The plot of this episode is that Kazuma is fed up with the trauma he experienced in the movie. They got a nice reward by defeating Sylvia, but sure enough, things still find a way to go badly for Kazuma. I don't blame Kazuma for being frustrated. Despite being a lazy and lecherous teenager, he is still arguably the most sane person in the room compared to the rest of his companions. The skit revolving around the plant mimic monster perfectly summarizes why these guys worked as a comedy group. You have Kazuma trying to get everybody under control while the three girls find themselves in trouble. He tries to go along with their craziness, only to be the primary one disillusioned by everything happening. I like that he gave up on his journey to be a monk because he was just so disappointed after seeing through the plant mimic's act.

I was waiting for that twist for the entire skit because that's just how the show has trained me at this point, but I still laughed because of how the animation and voice acting elevate many of the show's comedic bits. The actors are screaming at the top of their lungs, and the facial animations are the perfect blend of fluid and goofy. There's also a snappiness here that I don't think has been emulated by that many other comedy series lately. If anything, we've seen a rise in a lot of action shows in the past few years, so seeing something with this pacing land consecutive jokes in such succession feels perfect.

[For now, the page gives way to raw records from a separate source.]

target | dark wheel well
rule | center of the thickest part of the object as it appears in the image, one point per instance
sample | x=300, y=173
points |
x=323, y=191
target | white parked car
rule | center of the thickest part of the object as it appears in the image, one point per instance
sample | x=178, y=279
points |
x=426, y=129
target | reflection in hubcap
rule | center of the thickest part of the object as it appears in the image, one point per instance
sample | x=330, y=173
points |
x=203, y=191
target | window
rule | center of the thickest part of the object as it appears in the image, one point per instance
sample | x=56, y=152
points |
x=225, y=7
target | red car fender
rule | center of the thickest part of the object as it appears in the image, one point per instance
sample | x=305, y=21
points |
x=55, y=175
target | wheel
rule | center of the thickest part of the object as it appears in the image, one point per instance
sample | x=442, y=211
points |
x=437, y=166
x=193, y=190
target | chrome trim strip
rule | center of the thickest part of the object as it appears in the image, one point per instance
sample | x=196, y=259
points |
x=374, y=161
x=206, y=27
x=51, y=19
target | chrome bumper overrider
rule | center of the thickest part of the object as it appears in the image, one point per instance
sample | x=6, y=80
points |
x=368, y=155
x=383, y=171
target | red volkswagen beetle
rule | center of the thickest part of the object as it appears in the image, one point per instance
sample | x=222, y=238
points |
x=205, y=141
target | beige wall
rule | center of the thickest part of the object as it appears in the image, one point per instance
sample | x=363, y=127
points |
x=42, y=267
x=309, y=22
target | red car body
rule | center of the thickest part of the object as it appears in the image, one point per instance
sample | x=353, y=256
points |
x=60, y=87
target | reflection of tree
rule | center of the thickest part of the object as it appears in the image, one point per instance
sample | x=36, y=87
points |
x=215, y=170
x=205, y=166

I can watch twelve episodes like this and not get bored, but I'm curious to see if there are other overarching setups. It was nice to hear Kazuma talk a little bit about what his life was like back home, and this new diplomatic situation that he finds himself in sounds like it'll be interesting. But I'm curious whether there will be a follow-up on the relationship between Kazuma and Megumi. Those two seemed to be developing a budding romance the last time we saw them, and there are hints of that still being the case here, even if it did result in a punchline. I'd like to see that romance blossom at least a little bit to satisfy the romantic comedy appreciator in me, as well as the comedic possibilities.

Disclosure: Kadokawa World Entertainment (KWE), a wholly owned subsidiary of Kadokawa Corporation, is the majority owner of Anime News Network, LLC. One or more of the companies mentioned in this article are part of the Kadokawa Group of Companies.